Grazie, Andrea e a presto.

Ho letto con piacere l' articolo di Calderola, giornalista che ho avuto modo anch' io di citare più di una volta ed apprezzare per la sua onestà intellettuale, così rara nelle file della sinistra italiana.

Andrea ha detto...

Amico mio scusa l'OT ma ho appena assistito al dibattito al Senato sul lodo Alfano. Gasparri strepitoso!
Stimolato dal suo intervento ho trovato questo.
Io non ho granchè tempo, se vuoi sviluppare tu...

Ciao amico!

*paraffo* ha detto...

Anch'io ho seguito le dichiarazioni di voto, ieri sera, al Senato.

Devo dire che la cosa che mi ha divertito di più, di quella spassosa commedia, è stata l' affermazione della Finocchiaro che il PD sarebbe stato disposto a collaborare alla stesura di quella legge perchè il suo partito è composto da gente ragionevole e responsabile!

E' vero, la Finocchiaro si era offerta di collaborare, purchè la legge fosse entrata in vigore a partire dalla prossima legislatura, per non dare l' impressione che era stata elaborata per favorire Berlusconi!!!!

Altro che commedia, qui siamo alla farsa, caro Andrea .....

Comunque, da ieri sera, il voto espresso dagli italiani lo scorso aprile è salvo: Berlusconi potrà governare senza la spada di Damocle della magistratura sulla testa.
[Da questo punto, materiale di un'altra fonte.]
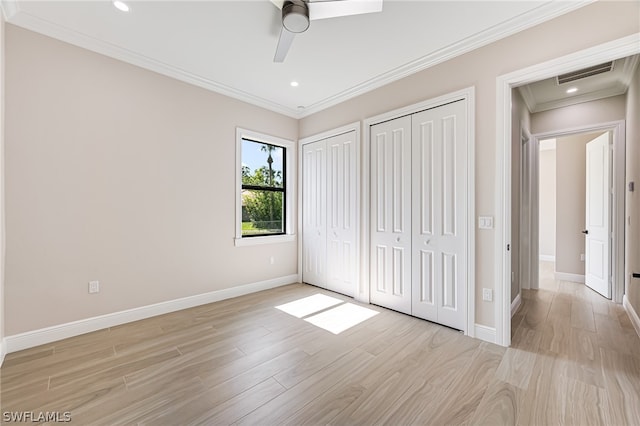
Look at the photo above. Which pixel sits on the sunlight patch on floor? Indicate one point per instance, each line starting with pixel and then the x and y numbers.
pixel 341 318
pixel 309 305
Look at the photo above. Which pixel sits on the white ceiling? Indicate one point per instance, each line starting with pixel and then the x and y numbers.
pixel 228 46
pixel 548 94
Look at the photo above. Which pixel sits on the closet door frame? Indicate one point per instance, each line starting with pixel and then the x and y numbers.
pixel 467 94
pixel 316 138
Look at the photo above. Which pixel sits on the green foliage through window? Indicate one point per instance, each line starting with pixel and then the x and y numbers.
pixel 263 189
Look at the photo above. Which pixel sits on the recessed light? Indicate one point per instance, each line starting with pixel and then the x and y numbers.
pixel 120 5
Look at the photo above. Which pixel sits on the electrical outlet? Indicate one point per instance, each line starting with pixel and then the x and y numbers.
pixel 485 222
pixel 487 294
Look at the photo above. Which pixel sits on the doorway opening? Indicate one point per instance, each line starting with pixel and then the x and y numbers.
pixel 626 46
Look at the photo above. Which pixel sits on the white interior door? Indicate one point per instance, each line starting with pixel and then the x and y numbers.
pixel 525 265
pixel 439 205
pixel 390 250
pixel 598 217
pixel 314 212
pixel 342 262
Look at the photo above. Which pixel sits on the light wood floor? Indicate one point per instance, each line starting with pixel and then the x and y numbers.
pixel 575 360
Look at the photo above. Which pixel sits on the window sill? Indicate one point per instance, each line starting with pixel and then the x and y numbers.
pixel 270 239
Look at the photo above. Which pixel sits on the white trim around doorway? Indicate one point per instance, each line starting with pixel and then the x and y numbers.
pixel 615 49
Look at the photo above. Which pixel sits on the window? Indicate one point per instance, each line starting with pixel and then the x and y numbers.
pixel 264 189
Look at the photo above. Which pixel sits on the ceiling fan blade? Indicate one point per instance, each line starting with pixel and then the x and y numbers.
pixel 333 9
pixel 278 3
pixel 284 43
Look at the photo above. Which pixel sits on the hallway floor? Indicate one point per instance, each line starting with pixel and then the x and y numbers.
pixel 579 356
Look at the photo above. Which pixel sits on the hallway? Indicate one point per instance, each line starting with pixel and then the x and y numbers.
pixel 579 355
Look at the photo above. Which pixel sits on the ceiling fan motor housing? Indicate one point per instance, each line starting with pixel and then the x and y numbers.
pixel 295 16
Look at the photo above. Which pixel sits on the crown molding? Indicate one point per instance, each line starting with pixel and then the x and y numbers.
pixel 628 69
pixel 526 20
pixel 50 29
pixel 522 22
pixel 528 97
pixel 9 8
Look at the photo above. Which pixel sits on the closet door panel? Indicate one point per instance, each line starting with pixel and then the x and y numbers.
pixel 440 135
pixel 342 221
pixel 314 212
pixel 425 202
pixel 390 255
pixel 453 235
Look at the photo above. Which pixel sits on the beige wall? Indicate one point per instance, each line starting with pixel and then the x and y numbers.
pixel 571 157
pixel 632 230
pixel 118 174
pixel 2 227
pixel 547 202
pixel 520 120
pixel 579 115
pixel 567 34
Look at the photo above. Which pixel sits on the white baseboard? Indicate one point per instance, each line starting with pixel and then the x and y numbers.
pixel 564 276
pixel 488 334
pixel 42 336
pixel 3 350
pixel 633 315
pixel 515 304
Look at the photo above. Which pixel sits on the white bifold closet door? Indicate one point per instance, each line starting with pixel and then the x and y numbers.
pixel 329 213
pixel 390 256
pixel 418 214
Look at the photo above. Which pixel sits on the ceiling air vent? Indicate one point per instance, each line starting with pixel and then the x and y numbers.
pixel 585 72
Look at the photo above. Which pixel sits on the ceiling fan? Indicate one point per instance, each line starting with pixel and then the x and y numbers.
pixel 296 15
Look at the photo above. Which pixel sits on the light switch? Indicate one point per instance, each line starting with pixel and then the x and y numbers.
pixel 485 222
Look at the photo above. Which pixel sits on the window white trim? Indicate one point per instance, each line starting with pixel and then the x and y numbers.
pixel 289 193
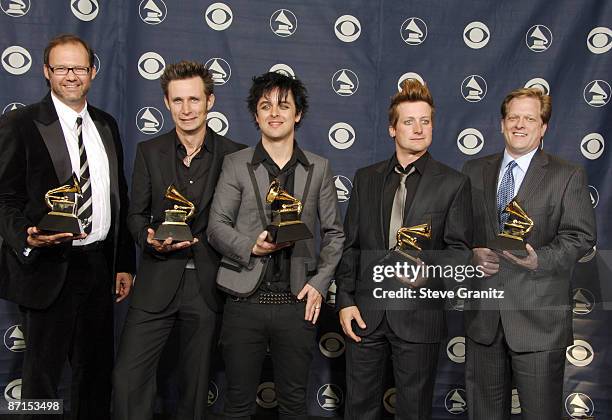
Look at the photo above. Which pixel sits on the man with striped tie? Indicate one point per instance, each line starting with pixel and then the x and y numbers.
pixel 64 282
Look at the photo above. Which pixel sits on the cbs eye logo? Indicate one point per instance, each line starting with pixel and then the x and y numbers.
pixel 151 65
pixel 217 122
pixel 347 28
pixel 85 10
pixel 470 141
pixel 341 135
pixel 219 16
pixel 16 60
pixel 592 146
pixel 476 35
pixel 599 40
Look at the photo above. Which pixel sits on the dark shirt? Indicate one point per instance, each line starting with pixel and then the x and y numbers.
pixel 392 180
pixel 276 277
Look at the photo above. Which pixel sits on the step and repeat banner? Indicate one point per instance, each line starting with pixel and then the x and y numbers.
pixel 352 55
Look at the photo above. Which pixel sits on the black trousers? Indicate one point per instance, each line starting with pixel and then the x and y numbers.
pixel 247 331
pixel 538 377
pixel 78 327
pixel 142 342
pixel 414 370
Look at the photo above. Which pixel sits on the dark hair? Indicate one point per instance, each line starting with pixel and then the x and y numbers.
pixel 412 91
pixel 186 70
pixel 67 39
pixel 544 99
pixel 267 82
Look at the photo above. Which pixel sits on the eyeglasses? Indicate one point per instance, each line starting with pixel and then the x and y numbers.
pixel 62 70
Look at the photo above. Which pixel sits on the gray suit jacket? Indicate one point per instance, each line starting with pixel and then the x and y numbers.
pixel 535 312
pixel 235 222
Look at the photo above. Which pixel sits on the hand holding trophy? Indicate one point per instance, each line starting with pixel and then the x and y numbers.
pixel 286 225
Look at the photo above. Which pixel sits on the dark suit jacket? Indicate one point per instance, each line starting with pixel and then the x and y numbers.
pixel 442 197
pixel 34 160
pixel 159 275
pixel 535 312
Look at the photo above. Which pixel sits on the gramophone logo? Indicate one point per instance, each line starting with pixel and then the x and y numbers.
pixel 329 397
pixel 347 28
pixel 217 122
pixel 455 349
pixel 538 38
pixel 470 141
pixel 580 353
pixel 283 69
pixel 12 106
pixel 151 65
pixel 341 135
pixel 599 40
pixel 266 395
pixel 413 31
pixel 389 399
pixel 476 35
pixel 15 8
pixel 344 186
pixel 85 10
pixel 152 12
pixel 149 120
pixel 12 392
pixel 218 16
pixel 345 82
pixel 539 83
pixel 455 401
pixel 578 405
pixel 14 339
pixel 16 60
pixel 332 345
pixel 473 88
pixel 597 93
pixel 213 393
pixel 515 402
pixel 409 75
pixel 220 70
pixel 582 301
pixel 592 146
pixel 283 23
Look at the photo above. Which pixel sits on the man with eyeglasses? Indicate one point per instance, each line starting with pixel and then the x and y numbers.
pixel 523 337
pixel 64 282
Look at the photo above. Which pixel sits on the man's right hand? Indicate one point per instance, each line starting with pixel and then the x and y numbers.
pixel 167 245
pixel 346 316
pixel 39 239
pixel 487 259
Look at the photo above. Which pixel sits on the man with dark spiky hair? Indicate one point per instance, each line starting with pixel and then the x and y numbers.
pixel 176 280
pixel 274 290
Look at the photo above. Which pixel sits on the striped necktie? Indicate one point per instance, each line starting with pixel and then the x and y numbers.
pixel 84 211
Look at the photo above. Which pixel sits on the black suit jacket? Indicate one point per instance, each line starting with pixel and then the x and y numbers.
pixel 159 274
pixel 442 197
pixel 535 312
pixel 34 160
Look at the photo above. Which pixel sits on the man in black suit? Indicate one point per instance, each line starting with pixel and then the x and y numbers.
pixel 524 336
pixel 63 282
pixel 411 329
pixel 176 280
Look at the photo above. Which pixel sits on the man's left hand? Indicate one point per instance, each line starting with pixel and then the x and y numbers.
pixel 123 285
pixel 313 302
pixel 530 262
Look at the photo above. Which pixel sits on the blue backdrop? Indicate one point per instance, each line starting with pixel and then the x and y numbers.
pixel 351 56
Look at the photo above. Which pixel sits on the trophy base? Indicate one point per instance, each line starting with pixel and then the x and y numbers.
pixel 291 232
pixel 60 223
pixel 178 231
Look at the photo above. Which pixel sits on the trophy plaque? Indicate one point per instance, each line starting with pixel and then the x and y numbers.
pixel 175 222
pixel 63 214
pixel 512 237
pixel 286 225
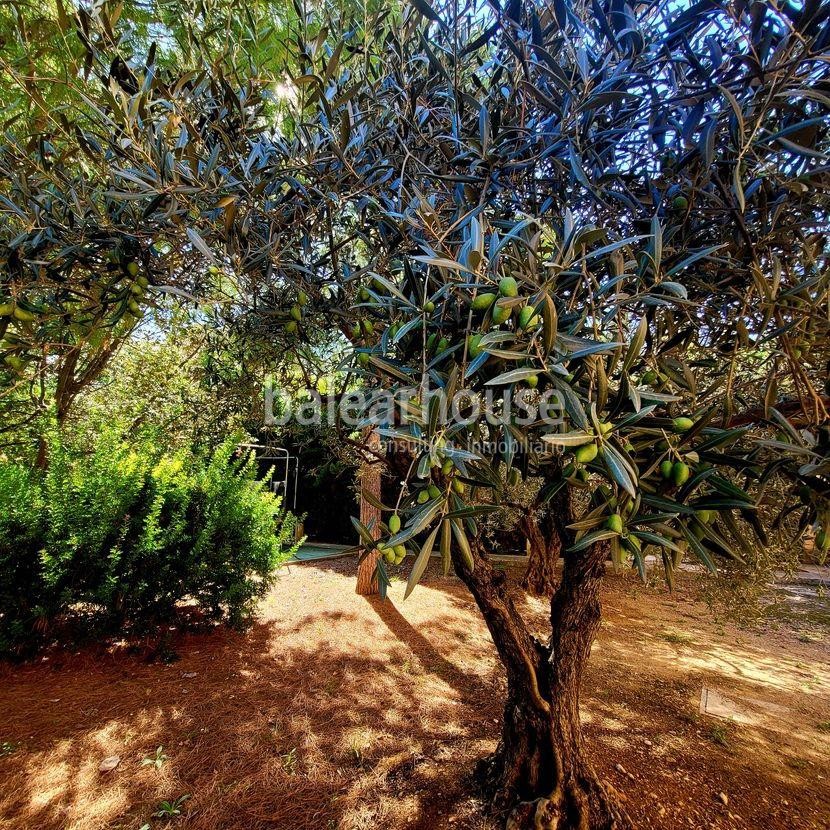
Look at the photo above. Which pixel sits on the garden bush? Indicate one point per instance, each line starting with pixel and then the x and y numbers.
pixel 119 536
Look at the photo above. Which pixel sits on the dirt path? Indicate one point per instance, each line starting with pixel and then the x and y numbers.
pixel 340 713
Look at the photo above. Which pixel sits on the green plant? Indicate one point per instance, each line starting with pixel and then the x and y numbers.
pixel 289 761
pixel 171 809
pixel 155 760
pixel 119 535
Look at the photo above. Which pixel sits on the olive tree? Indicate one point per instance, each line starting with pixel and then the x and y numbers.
pixel 617 213
pixel 622 211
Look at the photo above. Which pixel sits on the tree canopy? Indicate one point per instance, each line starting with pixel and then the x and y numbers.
pixel 620 210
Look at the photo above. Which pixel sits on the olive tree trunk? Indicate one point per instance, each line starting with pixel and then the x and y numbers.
pixel 370 516
pixel 545 526
pixel 539 775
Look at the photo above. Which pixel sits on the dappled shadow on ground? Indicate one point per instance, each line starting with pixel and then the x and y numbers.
pixel 339 711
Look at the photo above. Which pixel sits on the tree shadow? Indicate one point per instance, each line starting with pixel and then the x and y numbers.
pixel 321 721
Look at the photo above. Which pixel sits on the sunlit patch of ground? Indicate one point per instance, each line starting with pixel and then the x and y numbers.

Spero sappia approfittarne per riformare, in primis, la malagiustizia che affligge questo paese.

Buona giornata. Ciao!

Bibbi ha detto...

Un salutino per dirti che, sto passando da te ancora con più piacere, perchè lo sto rileggendo volentieri ;))
Buona giornata..

*paraffo* ha detto...

Mi fa piacere, Bibbi.

Alla prossima, ciao!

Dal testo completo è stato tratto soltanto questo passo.